The only force acting on a 2.4 kg body as it moves along the positive x-axis has an x component Fx = - 6x N, where x is in meters. The velocity of the body at x = 3.0 m is 8.0 m/s.
- What is the velocity of the body at x = 4.0 m?

Homework Equations

W = $$\Delta$$0.5*m*v^2
that is for kinetic

W = $$\Delta$$0.5kx^2

The Attempt at a Solution

I set the two equations equal to each other since no outside force is acting:
$$\Delta$$0.5*m*v^2 = -$$\Delta$$0.5kx^2 . . .
so . . . .
.5(2.4)(v^2) - .5(2.4)(8^2) = - .5(6)(3^2) - .5(6)(4^2)

is that right for the spring constant or is k = 6*x . . . .?

 

[alphysicist]

Hi KMjuniormint5,

I don't see a spring in this problem so you don't need the spring expression. You have the formula that shows the effect of the work on the kinetic energy. Now what is the formula for the work done by a force?

 

[KMjuniormint5]

w = F*d where d is the distance but it is only in the x direction. . let me try that

 

[KMjuniormint5]

so (-6)(4^2)-(-6)(3^2) = .5(2.4)(v^2)-.5(2.4)(8^2) and solve for v?

 

[alphysicist]

w = F*d where d is the distance but it is only in the x direction. . let me try that

That would apply for a constant force where the force and motion are in the same direction.

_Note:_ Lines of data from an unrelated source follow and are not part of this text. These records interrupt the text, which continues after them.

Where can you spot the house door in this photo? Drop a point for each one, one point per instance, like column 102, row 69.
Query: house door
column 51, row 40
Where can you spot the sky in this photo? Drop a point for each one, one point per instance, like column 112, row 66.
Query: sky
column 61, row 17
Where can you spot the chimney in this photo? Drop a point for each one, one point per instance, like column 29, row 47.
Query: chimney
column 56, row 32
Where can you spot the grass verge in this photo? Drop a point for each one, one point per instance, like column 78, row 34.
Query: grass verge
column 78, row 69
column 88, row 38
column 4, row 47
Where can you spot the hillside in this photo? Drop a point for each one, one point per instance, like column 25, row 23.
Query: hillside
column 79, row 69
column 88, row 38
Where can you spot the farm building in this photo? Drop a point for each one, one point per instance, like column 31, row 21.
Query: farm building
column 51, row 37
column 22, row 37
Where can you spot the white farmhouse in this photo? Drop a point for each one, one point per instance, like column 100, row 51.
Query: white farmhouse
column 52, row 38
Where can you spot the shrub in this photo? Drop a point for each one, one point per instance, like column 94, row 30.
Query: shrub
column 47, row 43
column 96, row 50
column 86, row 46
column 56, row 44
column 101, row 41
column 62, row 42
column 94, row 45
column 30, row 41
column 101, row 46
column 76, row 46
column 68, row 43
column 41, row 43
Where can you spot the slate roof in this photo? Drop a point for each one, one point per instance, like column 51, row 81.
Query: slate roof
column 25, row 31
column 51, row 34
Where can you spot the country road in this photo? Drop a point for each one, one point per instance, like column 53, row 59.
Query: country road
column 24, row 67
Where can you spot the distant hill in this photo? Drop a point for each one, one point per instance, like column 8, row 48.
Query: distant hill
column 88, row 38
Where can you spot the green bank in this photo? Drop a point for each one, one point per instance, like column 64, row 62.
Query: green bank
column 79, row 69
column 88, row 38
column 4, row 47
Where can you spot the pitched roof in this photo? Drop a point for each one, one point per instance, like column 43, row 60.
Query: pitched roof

However, this force varies with x, so you need to use the integral form.

 

[KMjuniormint5]

take the intergal of F*d? . . .

 

[alphysicist]

For a particle moving in the x direction, the work done is:

$$W \equiv \int\limits_{x_i}^{x_f} F_x \ dx$$

 

[KMjuniormint5]

so the force is going to .5*(-6)(x)^2 with xi = 3 and xf = 4

 

[alphysicist]

so the force is going to .5*(-6)(x)^2 with xi = 3 and xf = 4

(You said force, but I'm sure you meant work.) Yes, that will be the work done from xi to xf once you evaluate it with the limits. Once you have that you can relate it to the change in kinetic energy.

On looking back at this thread, I have to apologize. That force is the force of a spring, of course, so what we are doing will lead back to something like what you were doing in your first thread.

The work for a spring is:

$$W = -\frac{1}{2} k x_f^2 + \frac{1}{2}k x_i^2$$

which is the kind of idea you had for the work done originally. You did have a sign error in that equation, but if you use the above you should get the correct sign.

 

[KMjuniormint5]

ok ya. . .i was just confused about the spring part because they said to use the spring equation. . .all i had wrong was the sign. . . thanks a lot!